I few years ago I complained that no one was using the General Social Survey web interface for blogging, a practice which probably can be traced back to the Inductivist (yes, social scientists use the GSS constantly, but they use it to publish papers, not blog posts). Kevin Drum noted my lament in late 2008 and promised that he'd revisit the GSS in the future. He hasn't. That's fine, there are 1 million things I mean to do which I don't manage to get to. But still, it's kind of depressing to me the amount of opinion people can express which they don't bother to follow up on by using a web interface to a rich data source which requires no more than 1997 era browser skills. There's a lot you can do with the GSS interface, but I thought it might be useful to do something very simple so that people can see how easy it really is. Since most of the people I follow on twitter lean Left I see a lot of political chatter which is concerning to that segment of the population. For example there is a lot of talk about conservative white males and their lack of concern for global warming. Can we explore this with any greater precision with the GSS? Yes we can.
First you need to find the appropriate variables. So go to the search box and enter in what you want to find. I typed "warming." When you hit the "Go" button it will return a list of variables which we can then use in your further queries. My own suggestion is to keep the query simple and one word, this isn't Google. You'll get a lot of results usually, but at least it will give you options. Often there are many overlapping variables and you want to pick the one with the largest sample size or which was asked most recently. Here is some of what I got for "warming":
I want the last variable. If I click it it puts it into the "Selected" text box. I hit "Row" to copy it to the appropriate box. If you use the GSS enough with a few variables you get to know them off the top of your head and can skip this step. For evolution for example I know that "evolved" is a dichotomous response which was surveyed relatively recently.

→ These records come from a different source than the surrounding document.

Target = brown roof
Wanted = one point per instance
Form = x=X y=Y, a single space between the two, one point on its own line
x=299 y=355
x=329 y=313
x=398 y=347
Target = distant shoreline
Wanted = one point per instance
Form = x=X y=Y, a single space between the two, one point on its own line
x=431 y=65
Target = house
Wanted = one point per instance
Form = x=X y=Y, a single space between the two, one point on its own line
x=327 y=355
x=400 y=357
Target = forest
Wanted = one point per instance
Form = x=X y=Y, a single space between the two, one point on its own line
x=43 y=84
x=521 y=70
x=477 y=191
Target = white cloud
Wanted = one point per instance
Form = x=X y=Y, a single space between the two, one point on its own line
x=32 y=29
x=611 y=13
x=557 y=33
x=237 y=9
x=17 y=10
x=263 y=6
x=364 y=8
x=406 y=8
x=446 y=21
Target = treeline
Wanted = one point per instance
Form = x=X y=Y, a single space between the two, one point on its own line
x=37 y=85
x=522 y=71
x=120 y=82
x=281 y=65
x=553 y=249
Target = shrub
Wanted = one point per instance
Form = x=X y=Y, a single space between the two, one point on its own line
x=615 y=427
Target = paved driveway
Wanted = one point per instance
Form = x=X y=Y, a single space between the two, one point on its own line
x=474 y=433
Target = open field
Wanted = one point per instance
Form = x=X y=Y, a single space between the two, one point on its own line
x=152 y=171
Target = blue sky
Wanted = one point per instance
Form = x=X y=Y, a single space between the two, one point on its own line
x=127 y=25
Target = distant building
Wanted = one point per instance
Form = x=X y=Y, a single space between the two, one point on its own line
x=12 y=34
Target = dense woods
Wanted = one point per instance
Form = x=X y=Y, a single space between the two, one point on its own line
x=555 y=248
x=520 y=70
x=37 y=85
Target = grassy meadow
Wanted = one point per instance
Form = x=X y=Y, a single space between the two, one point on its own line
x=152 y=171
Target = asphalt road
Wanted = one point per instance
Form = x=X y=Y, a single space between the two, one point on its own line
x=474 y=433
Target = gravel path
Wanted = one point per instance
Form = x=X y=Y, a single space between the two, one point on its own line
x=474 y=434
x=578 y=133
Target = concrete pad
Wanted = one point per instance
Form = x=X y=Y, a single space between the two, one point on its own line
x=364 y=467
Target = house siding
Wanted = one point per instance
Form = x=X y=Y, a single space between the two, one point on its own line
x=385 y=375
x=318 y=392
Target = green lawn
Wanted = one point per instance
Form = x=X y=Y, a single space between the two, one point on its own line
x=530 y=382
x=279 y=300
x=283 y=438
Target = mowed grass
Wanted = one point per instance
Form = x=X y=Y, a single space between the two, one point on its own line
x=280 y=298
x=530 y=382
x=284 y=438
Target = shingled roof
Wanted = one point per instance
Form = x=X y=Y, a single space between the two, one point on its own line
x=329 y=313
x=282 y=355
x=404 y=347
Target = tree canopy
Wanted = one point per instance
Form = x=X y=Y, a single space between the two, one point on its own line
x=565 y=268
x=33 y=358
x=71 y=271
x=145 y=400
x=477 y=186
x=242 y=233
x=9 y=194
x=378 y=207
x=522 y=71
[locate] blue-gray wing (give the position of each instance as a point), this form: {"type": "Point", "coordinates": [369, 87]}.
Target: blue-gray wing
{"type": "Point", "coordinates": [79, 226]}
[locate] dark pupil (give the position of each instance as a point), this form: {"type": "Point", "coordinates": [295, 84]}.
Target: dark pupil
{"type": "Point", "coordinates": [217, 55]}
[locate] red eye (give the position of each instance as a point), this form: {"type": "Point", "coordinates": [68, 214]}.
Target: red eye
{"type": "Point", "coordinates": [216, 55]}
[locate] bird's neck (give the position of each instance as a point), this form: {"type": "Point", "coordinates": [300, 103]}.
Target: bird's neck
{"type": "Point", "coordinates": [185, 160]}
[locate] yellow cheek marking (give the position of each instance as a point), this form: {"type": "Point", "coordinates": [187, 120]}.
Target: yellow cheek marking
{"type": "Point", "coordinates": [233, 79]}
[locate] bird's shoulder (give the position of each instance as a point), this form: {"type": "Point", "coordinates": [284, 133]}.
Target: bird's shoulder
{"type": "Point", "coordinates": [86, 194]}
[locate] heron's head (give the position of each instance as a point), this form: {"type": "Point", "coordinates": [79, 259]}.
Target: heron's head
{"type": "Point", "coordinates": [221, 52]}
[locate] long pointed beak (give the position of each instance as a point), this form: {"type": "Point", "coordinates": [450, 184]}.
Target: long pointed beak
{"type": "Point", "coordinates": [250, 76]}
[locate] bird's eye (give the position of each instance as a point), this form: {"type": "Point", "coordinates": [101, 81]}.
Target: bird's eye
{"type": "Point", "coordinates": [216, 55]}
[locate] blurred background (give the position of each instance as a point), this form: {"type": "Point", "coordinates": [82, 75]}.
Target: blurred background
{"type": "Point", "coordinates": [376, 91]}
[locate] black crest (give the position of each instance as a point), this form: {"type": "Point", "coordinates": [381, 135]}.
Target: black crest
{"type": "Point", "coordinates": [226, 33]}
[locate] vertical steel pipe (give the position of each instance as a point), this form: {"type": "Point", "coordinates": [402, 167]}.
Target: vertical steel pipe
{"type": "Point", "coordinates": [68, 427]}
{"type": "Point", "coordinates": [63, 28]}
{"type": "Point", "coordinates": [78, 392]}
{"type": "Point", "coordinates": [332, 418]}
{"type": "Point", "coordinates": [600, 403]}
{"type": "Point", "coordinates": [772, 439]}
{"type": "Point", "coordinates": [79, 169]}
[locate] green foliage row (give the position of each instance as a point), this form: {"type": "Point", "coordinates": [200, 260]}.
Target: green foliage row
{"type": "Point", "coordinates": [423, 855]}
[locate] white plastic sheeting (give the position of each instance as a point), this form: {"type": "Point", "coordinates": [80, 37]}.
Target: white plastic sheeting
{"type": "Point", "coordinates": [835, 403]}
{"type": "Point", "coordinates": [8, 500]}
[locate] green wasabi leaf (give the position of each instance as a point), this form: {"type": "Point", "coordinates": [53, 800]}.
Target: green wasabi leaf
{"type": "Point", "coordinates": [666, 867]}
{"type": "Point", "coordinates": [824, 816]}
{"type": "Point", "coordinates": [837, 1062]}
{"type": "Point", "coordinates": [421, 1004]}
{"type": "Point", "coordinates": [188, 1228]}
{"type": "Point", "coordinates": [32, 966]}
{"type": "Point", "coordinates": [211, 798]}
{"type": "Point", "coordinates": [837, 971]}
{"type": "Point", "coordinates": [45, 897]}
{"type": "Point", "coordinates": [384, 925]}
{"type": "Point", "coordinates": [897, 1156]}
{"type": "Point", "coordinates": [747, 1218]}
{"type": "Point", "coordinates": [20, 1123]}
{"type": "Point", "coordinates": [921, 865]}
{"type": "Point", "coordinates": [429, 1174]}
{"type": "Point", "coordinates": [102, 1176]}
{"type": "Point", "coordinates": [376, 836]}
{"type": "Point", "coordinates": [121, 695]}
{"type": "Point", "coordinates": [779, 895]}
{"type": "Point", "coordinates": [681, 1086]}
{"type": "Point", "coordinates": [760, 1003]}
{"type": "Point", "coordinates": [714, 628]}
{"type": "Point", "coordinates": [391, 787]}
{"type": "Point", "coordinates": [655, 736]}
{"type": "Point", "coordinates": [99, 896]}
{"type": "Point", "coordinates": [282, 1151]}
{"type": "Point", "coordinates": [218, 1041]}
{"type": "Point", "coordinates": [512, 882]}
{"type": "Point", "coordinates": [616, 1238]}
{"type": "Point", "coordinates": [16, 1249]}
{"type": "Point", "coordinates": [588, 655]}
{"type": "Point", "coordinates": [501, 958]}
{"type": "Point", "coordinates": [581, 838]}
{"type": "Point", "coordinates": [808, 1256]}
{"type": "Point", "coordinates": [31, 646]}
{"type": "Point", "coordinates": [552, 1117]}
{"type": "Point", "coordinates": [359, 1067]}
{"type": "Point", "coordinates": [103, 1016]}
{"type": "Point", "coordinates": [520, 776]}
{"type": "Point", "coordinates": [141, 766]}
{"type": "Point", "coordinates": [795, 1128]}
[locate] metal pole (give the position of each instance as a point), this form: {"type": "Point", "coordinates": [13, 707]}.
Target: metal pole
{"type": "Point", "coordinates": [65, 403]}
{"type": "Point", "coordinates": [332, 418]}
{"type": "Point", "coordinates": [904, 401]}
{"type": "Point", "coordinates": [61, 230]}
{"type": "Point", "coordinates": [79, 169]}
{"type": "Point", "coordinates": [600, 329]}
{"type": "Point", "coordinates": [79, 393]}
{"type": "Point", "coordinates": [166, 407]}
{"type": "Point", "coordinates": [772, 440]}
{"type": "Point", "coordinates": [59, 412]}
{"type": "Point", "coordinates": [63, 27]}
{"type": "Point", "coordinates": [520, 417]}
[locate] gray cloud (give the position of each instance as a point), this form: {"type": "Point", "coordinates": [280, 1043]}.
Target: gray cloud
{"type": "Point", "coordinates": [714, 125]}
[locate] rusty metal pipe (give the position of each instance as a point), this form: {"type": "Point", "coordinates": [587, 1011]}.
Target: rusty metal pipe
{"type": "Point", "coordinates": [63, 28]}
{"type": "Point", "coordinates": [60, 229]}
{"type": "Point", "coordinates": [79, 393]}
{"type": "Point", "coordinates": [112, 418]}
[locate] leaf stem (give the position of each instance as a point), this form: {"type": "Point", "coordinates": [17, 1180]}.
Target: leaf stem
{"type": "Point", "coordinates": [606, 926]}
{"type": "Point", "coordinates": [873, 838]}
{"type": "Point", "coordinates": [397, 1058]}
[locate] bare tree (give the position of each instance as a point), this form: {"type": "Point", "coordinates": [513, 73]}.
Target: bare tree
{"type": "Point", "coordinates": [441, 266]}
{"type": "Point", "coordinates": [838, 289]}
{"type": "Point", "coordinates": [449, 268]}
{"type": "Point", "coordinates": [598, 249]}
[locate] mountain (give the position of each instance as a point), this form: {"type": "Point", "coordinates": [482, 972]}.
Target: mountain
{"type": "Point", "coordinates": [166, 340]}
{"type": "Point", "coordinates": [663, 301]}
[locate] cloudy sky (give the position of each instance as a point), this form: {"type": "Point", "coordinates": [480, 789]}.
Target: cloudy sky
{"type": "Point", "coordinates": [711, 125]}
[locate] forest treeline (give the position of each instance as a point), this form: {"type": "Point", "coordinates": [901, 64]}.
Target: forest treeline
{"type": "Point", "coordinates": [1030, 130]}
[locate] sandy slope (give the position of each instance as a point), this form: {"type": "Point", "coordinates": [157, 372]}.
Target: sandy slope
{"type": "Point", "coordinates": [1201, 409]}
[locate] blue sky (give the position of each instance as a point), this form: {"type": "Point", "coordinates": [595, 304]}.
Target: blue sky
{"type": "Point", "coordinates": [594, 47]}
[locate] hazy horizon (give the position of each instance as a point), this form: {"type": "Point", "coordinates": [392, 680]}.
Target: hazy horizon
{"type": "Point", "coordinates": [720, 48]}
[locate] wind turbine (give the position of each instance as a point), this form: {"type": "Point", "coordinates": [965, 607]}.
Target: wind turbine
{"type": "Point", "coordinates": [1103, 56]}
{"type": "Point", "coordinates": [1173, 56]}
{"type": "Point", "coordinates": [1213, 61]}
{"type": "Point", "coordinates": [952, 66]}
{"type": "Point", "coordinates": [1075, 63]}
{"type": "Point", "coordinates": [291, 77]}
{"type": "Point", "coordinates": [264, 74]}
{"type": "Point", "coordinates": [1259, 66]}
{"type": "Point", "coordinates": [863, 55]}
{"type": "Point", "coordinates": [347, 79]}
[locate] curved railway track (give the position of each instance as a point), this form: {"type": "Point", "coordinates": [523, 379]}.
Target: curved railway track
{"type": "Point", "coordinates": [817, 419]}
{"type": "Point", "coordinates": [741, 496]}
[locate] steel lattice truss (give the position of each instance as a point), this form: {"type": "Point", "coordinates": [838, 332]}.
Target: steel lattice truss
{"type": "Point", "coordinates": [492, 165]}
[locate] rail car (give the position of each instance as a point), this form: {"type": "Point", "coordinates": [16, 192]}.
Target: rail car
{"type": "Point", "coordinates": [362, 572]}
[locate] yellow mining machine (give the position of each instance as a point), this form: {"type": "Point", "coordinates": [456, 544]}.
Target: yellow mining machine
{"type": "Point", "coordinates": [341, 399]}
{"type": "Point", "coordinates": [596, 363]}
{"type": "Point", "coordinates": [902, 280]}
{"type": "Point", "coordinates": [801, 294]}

But you want more than one variable. Going back to my initial curiosity I want to "cross" the variable under consideration with race and sex. I happen to know that there is a "Sex" variable where males are 1 and females are 2. I also know there is a "Race" and "Hispanic" variable, where 1 is white and non-Hispanic. I'll put "Race" in the column box, so it crosses with the row. I'll also limit the sample to Non-Hispanics and males. So you see I entered something in the "Selection Filters" box. There's a lot more fine-tuning you can do at this point, but let's just go with this. Below are the results for the query above. As you can see it's vintage 1997 as well:
All sorts of details are clear here. You can see the weighted sample size, the exact form of the question, and of course the results in combination of row and column classes. Finally let's control for ideology. I happen to know that the POLVIEWS variable has seven response classes, from extremely liberal to extremely conservative. I'm combine the three liberal classes and three conservative classes using the recombine option. You can see it below in the "Control" box. This means that the query above will now be split into three categories, one for liberals, one for moderates, and one for conservatives. Here's a response for liberals and conservatives:
The sample sizes for non-whites here are very small, but the big difference is across ideology among white males. In other words we're talking ideology as the causal factor. White male are more conservative. And conservatives are less concerned about Arctic seals possibly being threatened by global warming. I used very much a toy example above. I just wanted to show you how easy the interface really is.